Melbourne, VIC, 25 July 2019 | Matt Trollope

Blake Mott is targeting a return to professional tennis at September’s Australian Pro Tour tournament in Cairns after two years away from the game.

Mott, 23, revealed in an in-depth interview with SEN’s The First Serve that he would be coming back to the sport with a renewed sense of perspective.

“A lot of it is a build-up of experiencing life outside the sport, and just getting familiar with not travelling constantly, having a bit of home life, getting that consistent balance,” he told the show’s host Brett Phillips.

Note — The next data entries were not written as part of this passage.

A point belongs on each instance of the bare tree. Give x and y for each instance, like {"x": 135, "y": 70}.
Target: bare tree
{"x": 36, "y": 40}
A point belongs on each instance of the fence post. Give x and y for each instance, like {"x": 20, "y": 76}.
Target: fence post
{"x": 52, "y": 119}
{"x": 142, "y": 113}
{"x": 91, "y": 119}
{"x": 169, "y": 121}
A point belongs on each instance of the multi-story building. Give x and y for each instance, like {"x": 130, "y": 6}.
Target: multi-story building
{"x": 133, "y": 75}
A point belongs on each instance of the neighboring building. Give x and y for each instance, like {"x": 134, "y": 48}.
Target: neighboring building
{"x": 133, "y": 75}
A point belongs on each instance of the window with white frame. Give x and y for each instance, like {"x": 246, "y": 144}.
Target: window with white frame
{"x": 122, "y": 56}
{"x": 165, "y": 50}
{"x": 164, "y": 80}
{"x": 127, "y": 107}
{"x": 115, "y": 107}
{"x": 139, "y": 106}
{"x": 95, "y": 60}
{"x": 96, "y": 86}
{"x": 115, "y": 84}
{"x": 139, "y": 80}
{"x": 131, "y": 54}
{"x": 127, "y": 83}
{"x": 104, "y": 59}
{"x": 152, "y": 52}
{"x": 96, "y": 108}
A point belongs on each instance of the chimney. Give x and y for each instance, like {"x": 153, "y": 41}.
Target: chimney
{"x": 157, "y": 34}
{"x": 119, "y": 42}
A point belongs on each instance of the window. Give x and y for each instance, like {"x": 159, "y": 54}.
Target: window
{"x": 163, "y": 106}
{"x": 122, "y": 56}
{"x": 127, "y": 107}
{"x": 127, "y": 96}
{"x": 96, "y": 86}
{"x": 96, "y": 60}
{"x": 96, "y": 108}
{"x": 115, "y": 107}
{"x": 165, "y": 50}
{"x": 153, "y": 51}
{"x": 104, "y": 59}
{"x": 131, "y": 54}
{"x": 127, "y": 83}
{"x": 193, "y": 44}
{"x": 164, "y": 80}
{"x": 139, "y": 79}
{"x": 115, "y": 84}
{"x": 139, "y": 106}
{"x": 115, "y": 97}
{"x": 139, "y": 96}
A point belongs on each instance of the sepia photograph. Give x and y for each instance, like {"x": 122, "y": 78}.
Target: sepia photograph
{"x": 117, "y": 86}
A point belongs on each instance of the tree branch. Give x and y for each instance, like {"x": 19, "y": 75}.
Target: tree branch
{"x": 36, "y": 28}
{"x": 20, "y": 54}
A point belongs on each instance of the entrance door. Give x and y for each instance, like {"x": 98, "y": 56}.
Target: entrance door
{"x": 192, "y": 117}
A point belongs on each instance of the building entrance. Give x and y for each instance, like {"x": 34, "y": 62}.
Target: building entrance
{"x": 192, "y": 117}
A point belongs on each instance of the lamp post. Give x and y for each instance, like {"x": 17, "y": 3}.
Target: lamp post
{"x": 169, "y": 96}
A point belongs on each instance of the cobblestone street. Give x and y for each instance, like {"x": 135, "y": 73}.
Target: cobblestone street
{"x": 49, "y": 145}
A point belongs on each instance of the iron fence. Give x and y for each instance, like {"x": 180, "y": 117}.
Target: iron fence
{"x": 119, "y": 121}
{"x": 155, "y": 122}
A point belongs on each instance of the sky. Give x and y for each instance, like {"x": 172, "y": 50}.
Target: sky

“But I think for me the (most significant) thing has been working with a lot of juniors, as a coach. I found a lot of passion again and a lot of drive to really be a good role model and inspire a lot of the kids that have touched me in many ways.

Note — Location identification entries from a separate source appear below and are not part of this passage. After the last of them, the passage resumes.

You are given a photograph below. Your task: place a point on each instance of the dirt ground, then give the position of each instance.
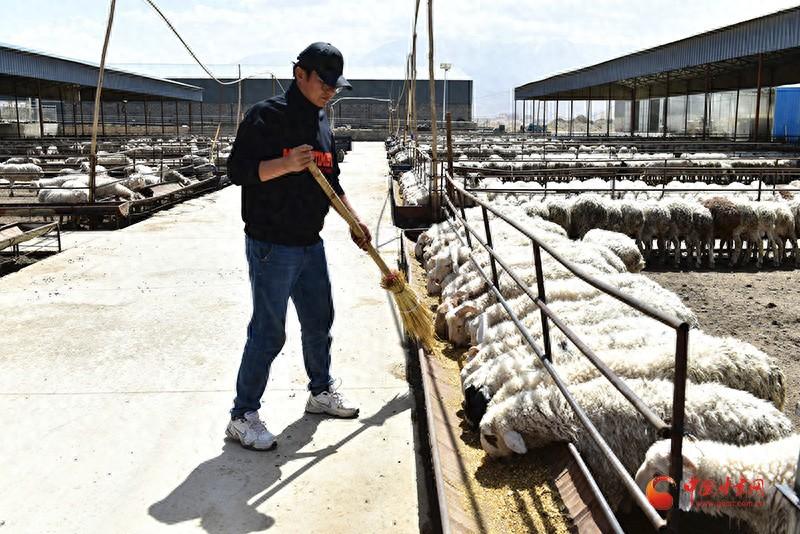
(760, 307)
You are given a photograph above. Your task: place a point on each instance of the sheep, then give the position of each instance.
(620, 244)
(702, 235)
(784, 231)
(588, 211)
(724, 360)
(772, 463)
(559, 212)
(535, 418)
(657, 221)
(727, 222)
(20, 171)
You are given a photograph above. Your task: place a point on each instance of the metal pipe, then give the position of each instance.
(599, 284)
(39, 108)
(537, 260)
(736, 111)
(706, 114)
(677, 423)
(666, 107)
(16, 108)
(488, 231)
(61, 110)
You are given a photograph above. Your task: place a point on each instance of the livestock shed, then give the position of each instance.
(719, 83)
(366, 106)
(43, 94)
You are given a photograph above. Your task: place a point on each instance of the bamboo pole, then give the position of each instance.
(432, 89)
(417, 318)
(413, 89)
(95, 115)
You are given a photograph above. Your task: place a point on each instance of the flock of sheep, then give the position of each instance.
(671, 220)
(71, 184)
(664, 221)
(735, 391)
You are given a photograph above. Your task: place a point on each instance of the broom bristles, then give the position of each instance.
(417, 318)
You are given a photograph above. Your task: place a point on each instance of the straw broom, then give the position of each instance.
(417, 318)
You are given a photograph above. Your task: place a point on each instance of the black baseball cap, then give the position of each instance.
(327, 61)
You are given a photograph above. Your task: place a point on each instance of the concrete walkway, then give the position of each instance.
(119, 358)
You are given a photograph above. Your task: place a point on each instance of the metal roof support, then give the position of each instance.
(736, 112)
(686, 113)
(39, 108)
(102, 118)
(80, 103)
(61, 110)
(571, 115)
(588, 111)
(633, 108)
(769, 102)
(706, 105)
(74, 114)
(666, 107)
(16, 109)
(758, 94)
(556, 134)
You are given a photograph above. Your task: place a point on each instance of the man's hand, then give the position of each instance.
(362, 243)
(298, 158)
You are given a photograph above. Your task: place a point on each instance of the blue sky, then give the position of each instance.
(498, 44)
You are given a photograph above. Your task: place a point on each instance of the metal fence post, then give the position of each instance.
(537, 260)
(491, 246)
(677, 423)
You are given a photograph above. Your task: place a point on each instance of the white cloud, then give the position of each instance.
(499, 44)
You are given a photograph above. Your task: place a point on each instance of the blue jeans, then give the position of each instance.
(278, 272)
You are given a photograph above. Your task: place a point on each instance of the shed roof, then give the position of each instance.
(719, 59)
(24, 66)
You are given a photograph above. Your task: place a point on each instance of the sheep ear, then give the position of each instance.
(515, 442)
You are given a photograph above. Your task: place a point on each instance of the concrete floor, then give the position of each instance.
(119, 358)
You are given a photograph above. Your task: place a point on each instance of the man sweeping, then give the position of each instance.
(283, 209)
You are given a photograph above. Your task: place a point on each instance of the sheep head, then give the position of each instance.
(457, 323)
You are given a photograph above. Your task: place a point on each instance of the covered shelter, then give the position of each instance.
(716, 84)
(44, 94)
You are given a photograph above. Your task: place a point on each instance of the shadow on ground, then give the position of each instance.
(219, 491)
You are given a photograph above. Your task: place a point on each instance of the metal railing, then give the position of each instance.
(673, 430)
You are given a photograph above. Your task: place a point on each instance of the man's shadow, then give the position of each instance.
(218, 490)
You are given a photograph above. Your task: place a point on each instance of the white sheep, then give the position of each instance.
(762, 506)
(620, 244)
(534, 418)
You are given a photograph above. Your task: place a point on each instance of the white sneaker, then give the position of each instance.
(251, 432)
(331, 403)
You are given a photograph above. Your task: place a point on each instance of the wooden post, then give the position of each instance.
(16, 108)
(666, 106)
(450, 191)
(758, 94)
(97, 93)
(61, 110)
(146, 118)
(39, 107)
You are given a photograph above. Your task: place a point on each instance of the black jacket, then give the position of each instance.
(289, 209)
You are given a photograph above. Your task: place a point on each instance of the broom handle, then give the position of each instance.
(339, 206)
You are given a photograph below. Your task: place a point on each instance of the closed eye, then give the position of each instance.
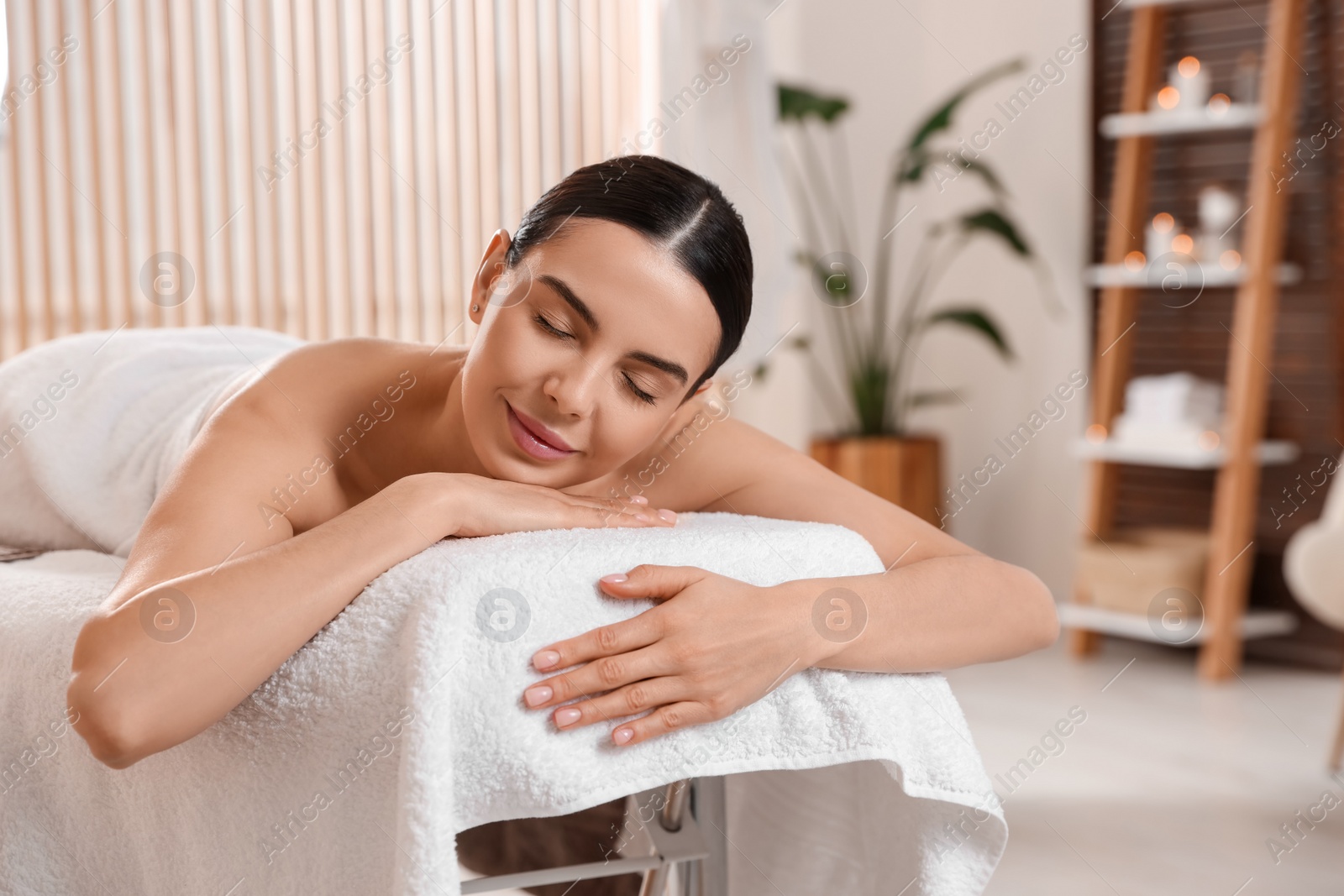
(550, 328)
(546, 324)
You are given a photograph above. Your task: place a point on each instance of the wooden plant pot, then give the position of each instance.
(905, 470)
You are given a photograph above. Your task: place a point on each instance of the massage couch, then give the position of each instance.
(400, 725)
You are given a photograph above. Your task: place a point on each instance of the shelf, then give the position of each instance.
(1209, 277)
(1270, 453)
(1254, 624)
(1142, 123)
(1136, 4)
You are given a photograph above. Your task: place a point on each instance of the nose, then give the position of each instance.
(573, 385)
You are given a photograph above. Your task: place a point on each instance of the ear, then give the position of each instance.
(492, 266)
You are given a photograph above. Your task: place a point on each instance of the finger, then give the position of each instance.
(660, 721)
(595, 515)
(629, 700)
(605, 641)
(652, 580)
(600, 676)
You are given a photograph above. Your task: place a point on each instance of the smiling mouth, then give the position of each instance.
(531, 443)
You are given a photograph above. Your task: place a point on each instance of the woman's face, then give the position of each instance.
(591, 343)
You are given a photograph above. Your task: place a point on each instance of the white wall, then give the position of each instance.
(894, 60)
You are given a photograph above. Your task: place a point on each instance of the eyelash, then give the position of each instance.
(640, 394)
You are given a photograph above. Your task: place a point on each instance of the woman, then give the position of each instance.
(601, 322)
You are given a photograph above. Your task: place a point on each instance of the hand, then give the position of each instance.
(480, 506)
(712, 647)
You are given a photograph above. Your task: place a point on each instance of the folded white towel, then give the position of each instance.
(93, 423)
(353, 768)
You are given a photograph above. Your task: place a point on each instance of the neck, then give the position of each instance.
(445, 445)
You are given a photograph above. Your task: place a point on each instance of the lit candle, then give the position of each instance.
(1191, 81)
(1158, 241)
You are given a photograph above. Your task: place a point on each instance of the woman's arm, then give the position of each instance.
(716, 644)
(140, 688)
(940, 604)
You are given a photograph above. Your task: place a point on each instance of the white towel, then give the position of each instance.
(93, 423)
(353, 768)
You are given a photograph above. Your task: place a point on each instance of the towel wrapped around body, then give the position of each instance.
(93, 423)
(400, 723)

“If I can have the opportunity to play in another Grand Slam, I think my whole outlook would just be completely different.”

Mott’s story shares some commonality with the path taken by Ash Barty, who stepped away from the sport for a similar length of time. Both born in April 1996, Mott and Barty came through the developmental pathway together and were frequently a part of the same international junior tours, forging a friendship along the way.

“I remember having a coffee with her when we were about 18, similar age when she stepped away and we were sort of relating to some of the difficulties (of life on tour),” Mott said.

“Obviously she was on a very big scale, playing Aussie Open at such an early age and having that exposure as the ‘next best thing’.

“To see her take that time away, even try another sport, it’s inspiring. Definitely had a lot of familiarities (relating her journey to what I was experiencing).”

NEWS: Barty to play Brisbane International in 2020

While Mott did not attain the same heights as Barty in their respective ‘first’ tennis careers, he was nevertheless a solid touring pro who peaked at world No.220 in June 2017, having earlier that year qualified for the Australian Open to make his Grand Slam main-draw debut.

In 2016 he won his first and only title at the ATP Challenger tournament in Launceston – beating Stefanos Tsitsipas along the way – and he was a finalist six times on the ITF Futures circuit from 2014 to 2017, as well as at the Burnie Challenger in 2017.

Yet the constant grind of travelling on tour began to wear him down.

At a Challenger tournament in 2017 in Italy – where he went on to reach the semifinals – while Roland Garros was capturing the interest of the tennis world, Mott began to experience feelings of loneliness and isolation. He admitted that, by that stage, the feelings he experienced after winning matches were not all that different to what he felt after losing.

A few months later, en route to Melbourne Airport ahead of the US Open, he experienced a gut feeling telling him not to board the flight.

“Reflecting on that, it was a moment where my instincts were saying ‘mate, we need to sort some of this stuff out, we need to get to a place where you’re enjoying your tennis,’” he told The First Serve.

He did board the flight, and ultimately lost in the first round of US Open qualifying in straight sets to Marco Chiudinelli.

Exactly like Barty three years earlier, the US Open would mark his last professional outing before putting down his racquets.

“Tennis players, we’re always looking at what’s next. What’s our next ranking goal?” he explained. “When you’re 1000, you want to get to 700. When you’re 700, you want to get to 400. And it doesn’t really stop.

“Sometimes you don’t actually stop and appreciate the moment that you’re in. You just keep applying pressure to yourself to keep continuously growing, rather than more focusing on the competitive moment.”

With his passion renewed and his focus shifted, Mott has been training at Melbourne’s National Tennis Centre since April.

Re-introducing his body to the vigorous demands of elite-level tennis, he got his first taste of competition at recent Australian Money Tournaments in Doveton and Mornington.

His plan is to be ready to go for his first professional tournament in Cairns eight weeks from now, when the Australian Pro Tour resumes.

His approach? To “stop and smell the roses”.

“I’m not really focused, especially in the near future, on anything to do with rankings. I’m really just focused on enjoying moments,” he said.

“I needed to get to a place where I really wanted to play. To keep it simple. To really want to go out there and compete. I didn’t really put a time-frame on it to come back. I just said: well, if it comes it comes, if it doesn’t it doesn’t. I’m happy to find what else is next for me.

“The low (points) I look at a lot differently now, in the sense that I feel like they are actually what make the highs so great. When you persevere through those tough times in tough places or tough environments and then you get to the moments where you do break through and have those special moments, that’s the big thing I’m chasing.”